Nintendo profits can peak in 2023 due to software great, but I think thats a big if.

Ultimately no company wants to go through years of notable profit dips, if they can revitalise them they will. In the video game industry it was seen as a necessity to balance the actual capacity of teams to produce titles for new hardware, the necessary wait to produce technology leaps which validate new hardware and waiting for desire in the audience to once again repurchase hadrware.

I feel like there are so many things pointing at us saying that things do not need to be so cut and dry this decade. Even across Switch and PS4, a lot of games are operating in the same development environment. Nintendo couldn't just tweak a DS game and put it on the 3DS, they'd have to literally make 2 games. You couldn't just polish a Wii game and put it on the Wii U, it'd look like a turd. We're finally at a point where developers (and Nintendo), could comfortably transition smoothly between 2 pieces of hardware without  mandating  slums inbewteen. I' not talking about Ninetndo forcing out a new platform every 2 years, its introducing one almost 6 years after your last debuted and maybe 2 years after it peaked. I think a difference in my believe is that people believe this to be the end of the Switch whereas I don't.

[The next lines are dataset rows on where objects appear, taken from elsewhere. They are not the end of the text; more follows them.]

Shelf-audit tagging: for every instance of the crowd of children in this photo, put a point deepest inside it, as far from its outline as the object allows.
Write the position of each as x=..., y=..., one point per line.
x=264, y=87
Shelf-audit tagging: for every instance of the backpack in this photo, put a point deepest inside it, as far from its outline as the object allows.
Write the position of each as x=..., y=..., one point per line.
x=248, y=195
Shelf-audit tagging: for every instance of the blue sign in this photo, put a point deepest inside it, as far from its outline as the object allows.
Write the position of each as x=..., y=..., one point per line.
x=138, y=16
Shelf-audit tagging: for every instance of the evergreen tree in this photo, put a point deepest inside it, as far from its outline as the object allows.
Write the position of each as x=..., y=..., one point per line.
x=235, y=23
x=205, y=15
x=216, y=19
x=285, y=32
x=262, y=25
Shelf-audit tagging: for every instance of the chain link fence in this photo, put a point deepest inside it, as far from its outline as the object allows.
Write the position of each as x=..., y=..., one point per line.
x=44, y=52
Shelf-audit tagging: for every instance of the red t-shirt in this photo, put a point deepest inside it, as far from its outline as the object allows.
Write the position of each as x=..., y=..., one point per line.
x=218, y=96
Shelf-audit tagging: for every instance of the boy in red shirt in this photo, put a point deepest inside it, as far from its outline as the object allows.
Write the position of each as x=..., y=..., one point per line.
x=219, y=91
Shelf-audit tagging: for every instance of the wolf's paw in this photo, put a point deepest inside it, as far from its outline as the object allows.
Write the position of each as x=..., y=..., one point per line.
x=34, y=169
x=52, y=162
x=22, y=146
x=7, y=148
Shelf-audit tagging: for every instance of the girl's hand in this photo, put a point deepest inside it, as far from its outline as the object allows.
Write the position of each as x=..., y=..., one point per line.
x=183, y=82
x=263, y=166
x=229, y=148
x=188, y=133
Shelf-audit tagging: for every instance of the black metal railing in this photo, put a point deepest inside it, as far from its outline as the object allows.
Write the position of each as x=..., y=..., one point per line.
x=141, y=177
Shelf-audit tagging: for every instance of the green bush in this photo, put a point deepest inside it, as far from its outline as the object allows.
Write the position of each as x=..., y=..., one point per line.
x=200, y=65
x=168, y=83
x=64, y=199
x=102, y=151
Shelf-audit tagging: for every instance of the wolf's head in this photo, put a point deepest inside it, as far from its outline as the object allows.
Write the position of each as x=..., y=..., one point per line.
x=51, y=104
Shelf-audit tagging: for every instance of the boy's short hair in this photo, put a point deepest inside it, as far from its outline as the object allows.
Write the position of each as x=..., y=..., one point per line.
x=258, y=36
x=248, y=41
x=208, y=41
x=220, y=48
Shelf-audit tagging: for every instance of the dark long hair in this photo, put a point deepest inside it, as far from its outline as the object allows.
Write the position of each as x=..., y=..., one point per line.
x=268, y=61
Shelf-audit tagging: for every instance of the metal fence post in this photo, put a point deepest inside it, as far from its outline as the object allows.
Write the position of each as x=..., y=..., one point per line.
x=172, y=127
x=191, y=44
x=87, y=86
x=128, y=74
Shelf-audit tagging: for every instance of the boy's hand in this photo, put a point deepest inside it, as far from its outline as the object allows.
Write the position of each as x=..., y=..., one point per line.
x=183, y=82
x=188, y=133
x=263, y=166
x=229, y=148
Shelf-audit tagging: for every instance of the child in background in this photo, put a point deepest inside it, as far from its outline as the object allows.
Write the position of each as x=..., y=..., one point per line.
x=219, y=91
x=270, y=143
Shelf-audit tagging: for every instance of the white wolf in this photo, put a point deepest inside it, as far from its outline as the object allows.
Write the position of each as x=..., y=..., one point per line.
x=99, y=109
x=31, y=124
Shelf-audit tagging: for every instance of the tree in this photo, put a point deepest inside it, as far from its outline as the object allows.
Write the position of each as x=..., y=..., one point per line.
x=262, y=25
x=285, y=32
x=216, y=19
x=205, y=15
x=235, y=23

Regarding software development and that fact the prior generations would have never had this opportunity. There is nothing on PS4 which couldn't be ported to Switch, although right now many games will still take too many compromises/time. That is exactly what I believe will change in the coming generation. Diminishing returns, a push for 4k, ray traycing & a key focus on scalabilty across all modern engines and the proven effectiveness of DLSS (which will only get better) will create a golden opportunity for Nintendo. I had to cackle watching the Horizon 2 breakdown on DF when they literally pause and zoom in to the lighting of the hairs on her neck.. Its nice but not a necessity, But anyway. This window of opportunity is widest at the beginning of the generation, where devs can establish their audience on X or Y platform. The reason why so many devs will ignore Switches sales is because they know that 150m people already have access to all their newest games, why waste resources squezing it on the Nintendo thingy. This won't apply in 2022 because PS5/SX won't have a huge userbase. I certainly don't want to push 3rd party support as the main point of releasing a Switch 2 in holiday 2022, but I think its the one of the most concrete ways for Ninetndo to actually end a "generation" selling 250m units of software. It is one of the safest ways to actually plot growth imo

Topping of all of this is the fact that I don't think Nintendo is planning some unqiue successor to the Switch. Nor do I believe we'll see some sudden visual leap from most of their 1st party studios outside of a few titles like Zelda and 3D mario. Its really just a case of saying, we can use some new shiny hardware to help the balance sheets this year, should we build it to last for 3 years or the next 7? For example  I don't think we will ever get something like the Xbox One X again, in future the XBox One X would be the Xbox Series S (anaconda)

From a Nintendo perspective you ask yourself. Will Mario Kart 9 sell more on Switch in 2023 or would it sell better on Switch 1+2? Will we make make more hardware revenue in 2023 selling just the Switch or could aim for 30m units like playstation achieved during the peak of  PS1/PS2. And that really caps it off, I don't see a $399 Switch 2 making a Switch 1 obsolete, I think they can tag team and nothing will be lost to Nintendo or the end user. Not until Nintendo decides its time to drop Switch 1. 


My only lingering thoughts are, what is the actual reality of a 2022 chip in terms of power, battery, cost. I know releasing in 2024 is the predictable choice, I just think there is potentially a profitable route for the next decade for them.  And of course maybe I'm completely wrong about Switch late gen software sales, maybe it maintains its peak. I'm just going off what I recall from their past and by people's usual casual interest getting the main key Nintendo games and calling it a day.